Saturday, June 15, 2013

Listen - Five Minute Friday


I need to listen. I am a good listener, to those around me. I'm not so good at listening to me, though. I forget even to have a me sometimes. If I listen, though, I'm there.

Too often I think I'm listening to me when what I'm really doing is talking to me. Instead of paying attention to what I think or feel, I'm telling myself what I ought to think or feel. It's a delicate balance; sometimes I need someone to tell me how to behave, because I am selfish and arrogant and mean, but I'm not always those things, and they don't define all of me. Sometimes I listen to myself talking in the voice that tells me how to behave and it squashes my spirit and keeps me from celebrating the joy and beauty and peace that also reside in me. Talk less, listen more. I need to do that.

More important is that when I listen honestly, God is there. I hear what other people say about God. I read the Bible to hear about God. When I get still and listen, though, I hear God. I hear what He says about Himself and what He says about me.

I have to be very, very quiet to listen in that way. I have to be so still that I hear my own breath before I can hear the inspired God-breathed words. It only takes a moment, though. I don't have to go far away. I don't even have to be alone.

All I need to do is listen.

Friday, June 7, 2013

Fall - Five Minute Friday

The password is “fall.”

Remember when Password was a game, not a fixture of life? It fell by the wayside about the same time as Richard Nixon. Almost that long ago, well, only a few years later, I received a microwave oven as a birthday gift from my soon-to-be-ex-fiancé. He fell away shortly thereafter, before my marrying him would have made the mistake permanent, but that microwave has been a fixture in my life ever since.

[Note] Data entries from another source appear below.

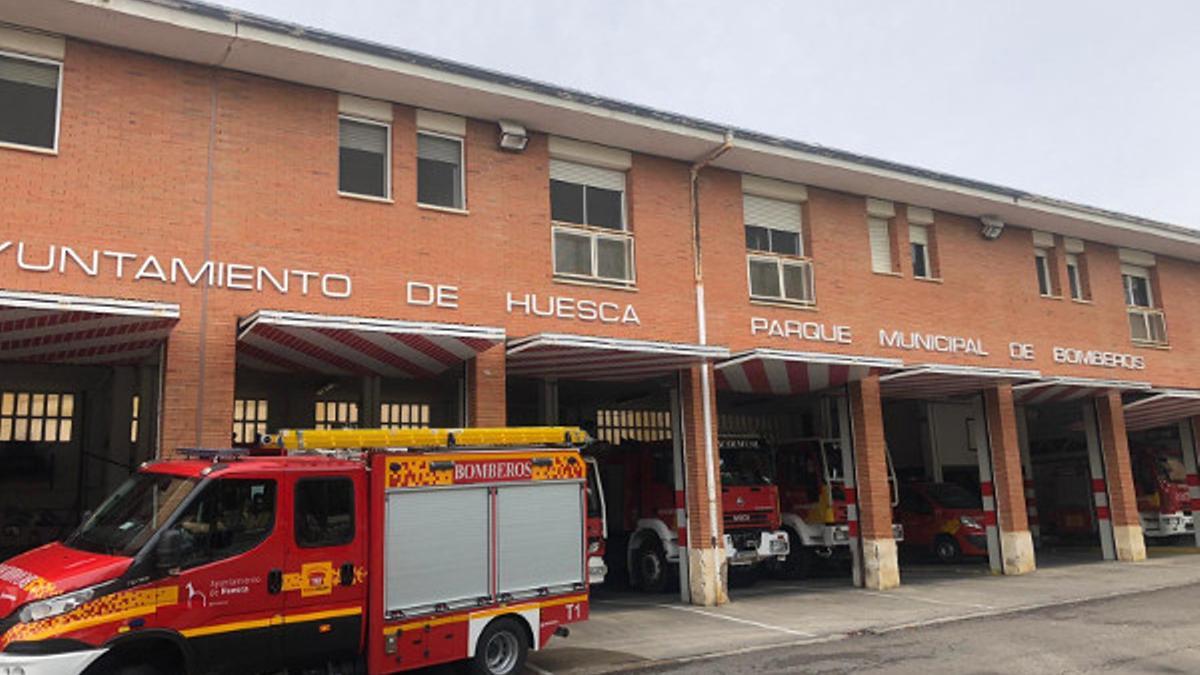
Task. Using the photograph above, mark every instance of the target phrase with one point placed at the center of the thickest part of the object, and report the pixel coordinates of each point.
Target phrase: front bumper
(751, 548)
(66, 663)
(597, 571)
(1168, 524)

I learned to cook with that microwave, pleased with myself for saving time, conserving energy, reducing dishwashing and cutting fat. It wasn’t all sales hype; the microwave really did change the way I ran my kitchen.

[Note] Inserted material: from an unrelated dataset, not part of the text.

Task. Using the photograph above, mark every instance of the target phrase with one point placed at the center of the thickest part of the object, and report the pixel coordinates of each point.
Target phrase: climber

It’s a huge thing, as big as some dorm refrigerators, but it’s been a faithful servant and a fixture in my kitchen for nearly thirty years. I’m glad we didn’t pay the extra $150 for the one-year extended warranty. It’s never needed service. It’s one of the things that I don’t even realize I assume to be permanent. Like honeybees on clover or trees on the hillside, it just is. It’s been here so long that I’ve never even thought about its not being. Of course, the honeybee population fell off years ago, despite my letting clover take over my yard to feed the few survivors; and the trees on too many hillsides are felled at an alarming rate these days.

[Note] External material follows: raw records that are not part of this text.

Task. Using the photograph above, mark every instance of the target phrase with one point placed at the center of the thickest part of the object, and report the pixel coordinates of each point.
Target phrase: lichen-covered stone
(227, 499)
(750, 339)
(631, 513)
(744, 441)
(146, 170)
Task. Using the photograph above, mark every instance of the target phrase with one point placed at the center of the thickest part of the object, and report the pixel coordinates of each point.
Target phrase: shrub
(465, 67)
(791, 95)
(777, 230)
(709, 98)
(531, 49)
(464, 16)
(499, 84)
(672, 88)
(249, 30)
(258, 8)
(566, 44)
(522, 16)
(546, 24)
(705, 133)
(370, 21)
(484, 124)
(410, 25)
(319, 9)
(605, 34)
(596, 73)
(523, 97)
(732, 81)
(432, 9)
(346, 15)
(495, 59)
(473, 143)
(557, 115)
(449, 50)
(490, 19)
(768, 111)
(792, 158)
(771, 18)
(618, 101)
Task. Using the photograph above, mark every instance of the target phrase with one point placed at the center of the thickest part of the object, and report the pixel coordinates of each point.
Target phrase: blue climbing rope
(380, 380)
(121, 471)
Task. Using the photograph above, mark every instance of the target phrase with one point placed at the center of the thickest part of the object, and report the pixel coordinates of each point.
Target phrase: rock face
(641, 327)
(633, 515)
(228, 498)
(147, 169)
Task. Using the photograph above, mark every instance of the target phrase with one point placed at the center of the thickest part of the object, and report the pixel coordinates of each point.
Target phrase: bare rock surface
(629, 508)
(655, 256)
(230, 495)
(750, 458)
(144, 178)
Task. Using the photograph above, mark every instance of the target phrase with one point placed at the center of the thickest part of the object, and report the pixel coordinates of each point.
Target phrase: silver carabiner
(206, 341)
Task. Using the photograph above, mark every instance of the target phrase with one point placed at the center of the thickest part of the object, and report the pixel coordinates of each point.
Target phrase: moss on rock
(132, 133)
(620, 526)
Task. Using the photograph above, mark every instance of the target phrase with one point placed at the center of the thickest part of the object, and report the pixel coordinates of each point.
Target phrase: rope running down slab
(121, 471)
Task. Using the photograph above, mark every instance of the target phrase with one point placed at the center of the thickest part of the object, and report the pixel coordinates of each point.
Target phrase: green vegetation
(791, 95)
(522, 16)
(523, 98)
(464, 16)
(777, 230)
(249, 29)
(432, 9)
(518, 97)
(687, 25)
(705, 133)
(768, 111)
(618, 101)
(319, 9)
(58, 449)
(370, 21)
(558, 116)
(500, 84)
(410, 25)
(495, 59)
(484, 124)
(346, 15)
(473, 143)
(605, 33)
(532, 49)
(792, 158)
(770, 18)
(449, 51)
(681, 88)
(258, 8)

My second son, as a toddler running in the house, got a warning from my father: “You better slow down. You’ll fall and break something.”

The little bounder shot back, “You can’t break me. I’m a people thing!” Sure enough, he didn’t fall that day, and the falls on subsequent days have never broken him, either.

I guess I thought the microwave was like that. We can’t break it. It’s a microwave thing.

We wore it out, though. I mean, I guess we did. It wouldn’t thaw cheesecake last night and it won’t cook oatmeal this morning. I’m pretty sure a service call is not in order for a 1984 microwave. It’s just that – I don’t know how to – think about – my day – without a microwave, that particular microwave, with the burned place from a foil-wrapped burger that my little sister put in when the oven was new; with a missing temperature probe that fell down behind the refrigerator two houses ago and wasn’t worth retrieving; with a stand just for it because it takes up too much counter space in our little kitchen and it’s too big to fit under the cabinets anyway. I don’t get attached to things, usually, but I feel as if a piece of my universe just disappeared and left a big-old-microwave-sized hole right there in the kitchen part of space-time. My microwave fell out of existence.

I guess I’ll have to be careful not to fall in, too.